On Monday, Cheteshwar Pujara has been named as the Man of the series for his humungous contribution in India‘s landmark 2-1 Test series victory over Australia at their own backyard. However, the fifth day’s play at the SCG was washed out.
This is the first time in his Test career, the Pujara has been crowned as Man of the series. He amassed as many as 521 runs in seven innings at an average of 74.42, scoring three centuries in Adelaide, Melbourne, and Sydney and in none of the games, India faced defeat.

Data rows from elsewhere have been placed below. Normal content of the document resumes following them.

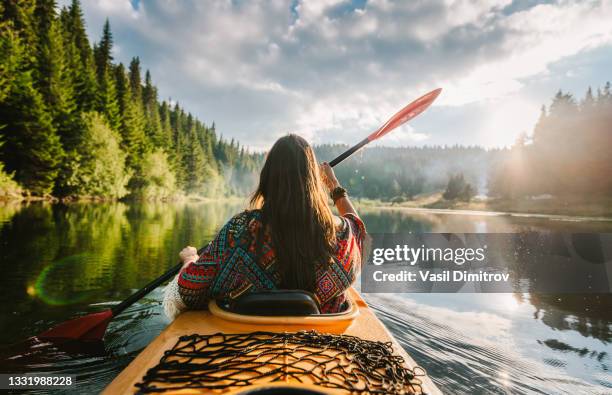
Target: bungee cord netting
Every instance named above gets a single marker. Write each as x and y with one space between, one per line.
229 361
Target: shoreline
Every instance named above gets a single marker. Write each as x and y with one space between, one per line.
492 213
475 208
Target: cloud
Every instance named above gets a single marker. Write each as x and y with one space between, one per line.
333 70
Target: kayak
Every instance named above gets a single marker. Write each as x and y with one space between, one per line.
223 351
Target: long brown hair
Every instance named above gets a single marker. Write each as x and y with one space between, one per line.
294 209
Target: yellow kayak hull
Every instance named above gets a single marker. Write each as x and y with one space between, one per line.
360 321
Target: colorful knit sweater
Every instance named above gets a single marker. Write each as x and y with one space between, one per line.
229 267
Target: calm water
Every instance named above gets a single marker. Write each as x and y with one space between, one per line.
59 261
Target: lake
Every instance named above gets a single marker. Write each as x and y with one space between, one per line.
58 261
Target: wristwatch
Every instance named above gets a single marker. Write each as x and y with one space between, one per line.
337 193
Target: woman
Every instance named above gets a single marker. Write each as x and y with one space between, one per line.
289 239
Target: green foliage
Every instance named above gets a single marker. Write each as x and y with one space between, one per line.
100 170
32 148
158 180
9 189
458 189
569 153
51 82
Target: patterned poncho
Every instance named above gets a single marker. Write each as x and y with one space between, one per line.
232 265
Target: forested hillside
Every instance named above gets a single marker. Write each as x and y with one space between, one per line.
73 122
386 173
568 154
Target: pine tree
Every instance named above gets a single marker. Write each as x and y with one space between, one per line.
81 56
130 126
107 95
31 148
153 119
54 79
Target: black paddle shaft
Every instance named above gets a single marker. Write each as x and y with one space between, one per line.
148 288
349 152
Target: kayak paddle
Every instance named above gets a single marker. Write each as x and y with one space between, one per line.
93 326
404 115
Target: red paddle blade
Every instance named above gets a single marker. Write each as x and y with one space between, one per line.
89 327
407 113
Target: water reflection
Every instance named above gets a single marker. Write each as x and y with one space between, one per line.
62 260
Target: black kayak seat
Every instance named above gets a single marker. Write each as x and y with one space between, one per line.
284 390
275 303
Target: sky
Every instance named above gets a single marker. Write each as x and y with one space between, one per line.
334 71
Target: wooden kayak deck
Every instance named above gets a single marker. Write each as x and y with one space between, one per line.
365 326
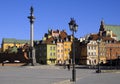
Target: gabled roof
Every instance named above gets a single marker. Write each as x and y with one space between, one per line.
13 40
96 36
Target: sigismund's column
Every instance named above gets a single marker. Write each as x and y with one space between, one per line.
32 49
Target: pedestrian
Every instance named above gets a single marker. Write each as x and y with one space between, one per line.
64 65
3 63
68 67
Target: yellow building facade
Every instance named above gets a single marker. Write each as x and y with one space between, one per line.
10 42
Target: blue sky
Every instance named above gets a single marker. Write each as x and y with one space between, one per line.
55 14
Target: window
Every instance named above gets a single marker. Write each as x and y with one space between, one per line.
53 54
50 54
51 48
58 50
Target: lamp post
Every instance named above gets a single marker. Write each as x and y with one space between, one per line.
98 68
32 50
73 27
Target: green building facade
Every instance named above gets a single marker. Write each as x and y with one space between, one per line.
46 54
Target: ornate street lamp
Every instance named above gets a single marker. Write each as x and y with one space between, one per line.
98 68
32 50
73 27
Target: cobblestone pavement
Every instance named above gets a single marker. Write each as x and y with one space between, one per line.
45 74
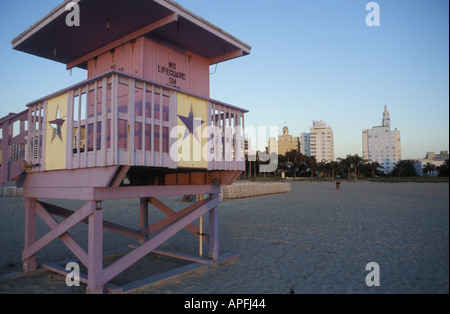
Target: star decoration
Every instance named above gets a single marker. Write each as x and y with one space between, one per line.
56 126
189 122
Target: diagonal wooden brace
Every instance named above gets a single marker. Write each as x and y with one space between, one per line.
76 249
58 231
120 265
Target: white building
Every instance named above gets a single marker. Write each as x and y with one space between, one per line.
383 145
305 147
273 146
321 141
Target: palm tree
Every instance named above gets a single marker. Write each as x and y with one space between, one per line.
375 165
345 164
429 167
321 168
296 158
333 167
311 163
355 161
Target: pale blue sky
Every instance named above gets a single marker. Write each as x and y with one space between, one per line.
310 59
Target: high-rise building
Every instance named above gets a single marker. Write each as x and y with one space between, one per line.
286 142
321 141
305 147
382 145
273 146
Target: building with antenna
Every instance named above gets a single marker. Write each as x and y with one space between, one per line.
382 145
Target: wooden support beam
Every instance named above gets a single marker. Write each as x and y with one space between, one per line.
29 263
169 212
95 250
110 226
73 246
55 233
134 35
135 255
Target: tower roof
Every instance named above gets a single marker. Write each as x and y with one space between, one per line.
106 23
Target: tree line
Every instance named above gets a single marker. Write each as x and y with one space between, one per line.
295 164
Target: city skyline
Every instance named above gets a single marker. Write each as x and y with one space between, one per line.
312 61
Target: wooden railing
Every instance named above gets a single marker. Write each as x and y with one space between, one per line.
120 119
13 132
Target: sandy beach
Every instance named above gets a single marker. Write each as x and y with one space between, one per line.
315 239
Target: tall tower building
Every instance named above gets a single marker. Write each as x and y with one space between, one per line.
321 141
383 145
305 148
286 142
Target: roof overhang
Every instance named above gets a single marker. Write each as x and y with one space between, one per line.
107 24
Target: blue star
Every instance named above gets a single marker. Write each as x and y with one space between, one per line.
56 126
189 122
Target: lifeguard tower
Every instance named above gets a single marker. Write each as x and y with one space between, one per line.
141 126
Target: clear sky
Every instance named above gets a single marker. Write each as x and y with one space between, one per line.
310 59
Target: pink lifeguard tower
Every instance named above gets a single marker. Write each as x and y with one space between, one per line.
141 126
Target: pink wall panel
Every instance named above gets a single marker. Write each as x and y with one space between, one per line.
159 61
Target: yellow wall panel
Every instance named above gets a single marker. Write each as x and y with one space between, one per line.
191 121
55 144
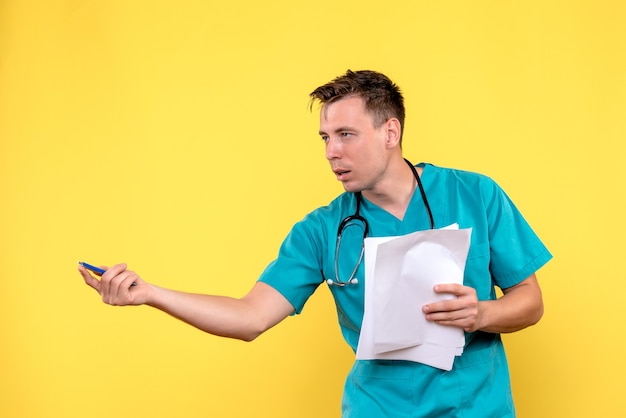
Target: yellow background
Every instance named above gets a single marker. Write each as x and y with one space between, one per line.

Pujara also made a record by facing 1258 deliveries, comfortably the most by any batsman in the series; he scored the most runs and the most centuries; he shored up India’s batting where others struggled, including the star batsman Virat Kohli. In Adelaide, in faced 450 deliveries for his 123 and 71, Pujara gave the best testimony of how to bat in Australia.

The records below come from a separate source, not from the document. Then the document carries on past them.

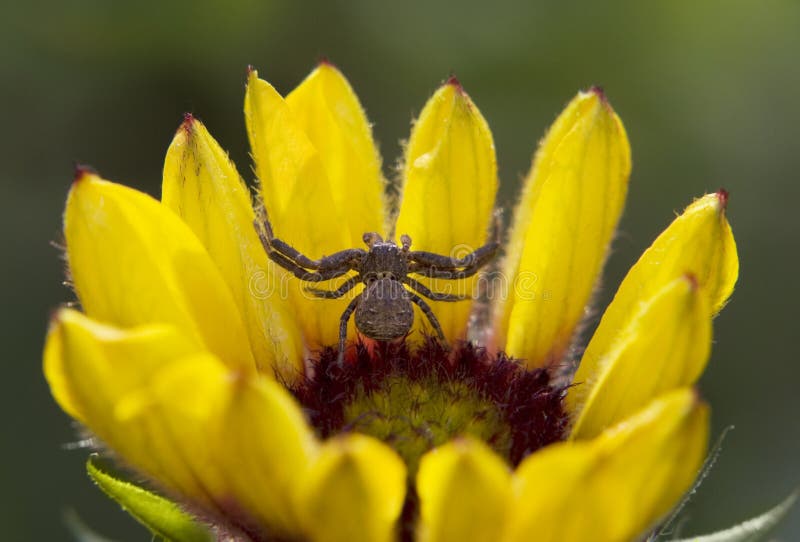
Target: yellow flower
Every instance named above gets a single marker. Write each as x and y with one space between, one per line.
208 369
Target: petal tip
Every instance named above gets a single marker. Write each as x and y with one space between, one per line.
598 91
188 123
691 278
82 171
325 62
453 81
723 196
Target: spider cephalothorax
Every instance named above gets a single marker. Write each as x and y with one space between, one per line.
383 310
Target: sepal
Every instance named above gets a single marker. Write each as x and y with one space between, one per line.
162 517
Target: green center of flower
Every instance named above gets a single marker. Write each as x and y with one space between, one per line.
414 416
415 399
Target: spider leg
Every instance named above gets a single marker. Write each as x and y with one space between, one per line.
452 274
343 327
346 286
429 313
329 267
436 296
478 257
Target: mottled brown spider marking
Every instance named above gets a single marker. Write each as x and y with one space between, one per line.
383 310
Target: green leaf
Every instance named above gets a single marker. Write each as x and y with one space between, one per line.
162 517
750 530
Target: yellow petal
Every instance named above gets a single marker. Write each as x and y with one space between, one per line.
698 243
300 202
464 490
570 205
134 262
203 187
450 182
615 487
665 346
354 491
178 415
91 367
264 447
329 112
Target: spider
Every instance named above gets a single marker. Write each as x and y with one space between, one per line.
383 310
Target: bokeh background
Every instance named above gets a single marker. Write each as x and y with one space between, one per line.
708 92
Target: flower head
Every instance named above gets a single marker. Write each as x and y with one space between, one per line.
210 370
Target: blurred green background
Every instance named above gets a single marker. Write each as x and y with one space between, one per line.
708 92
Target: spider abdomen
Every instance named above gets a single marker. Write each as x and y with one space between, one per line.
384 311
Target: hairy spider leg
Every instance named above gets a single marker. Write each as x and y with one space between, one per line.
343 327
436 296
444 268
429 313
439 266
346 286
329 267
292 266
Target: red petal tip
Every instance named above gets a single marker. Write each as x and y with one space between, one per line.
188 123
691 278
598 91
81 172
453 81
723 196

Accepting his award the veteran, batsman said, “It’s a great feeling for all of us. We’ve been working really hard to win a series overseas, and especially doing it in this country, it’s never easy. The first hundred was special, scoring it in Adelaide and going 1-0 up is something which we were all aiming for. When you do that, there’s a good chance of winning the series. This is definitely the best squad I’ve been a part of. Congratulations to the bowlers. Taking 20 wickets in never easy.”
During the course of his 373-ball 193 at the SCG, Pujara took his tally of balls faced in the series to 1258, meaning he claimed the record for visiting batsmen in a series of four Tests or less on Australian soil. Back in the 1928-29 Ashes, England legend Herbert Sutcliffe faced 1237 balls across 7 innings for his 355 runs. During India’s tour of Australia in 2003-04, Rahul Dravid faced 1203 deliveries while scoring 619 runs in eight innings for an average of 51.45, with one double-century and three fifties.
Overall for visiting batsmen in Australia, Pujara’s 1258 deliveries consumed this series ranks as the ninth most.
Pujara explained, “As a batsman, you just need to get used to pace and bounce. Playing in different conditions, in South Africa, in England, in county cricket has helped me improve my technique,” said Pujara. ”Test cricket is my priority, it’ll always remain my priority.”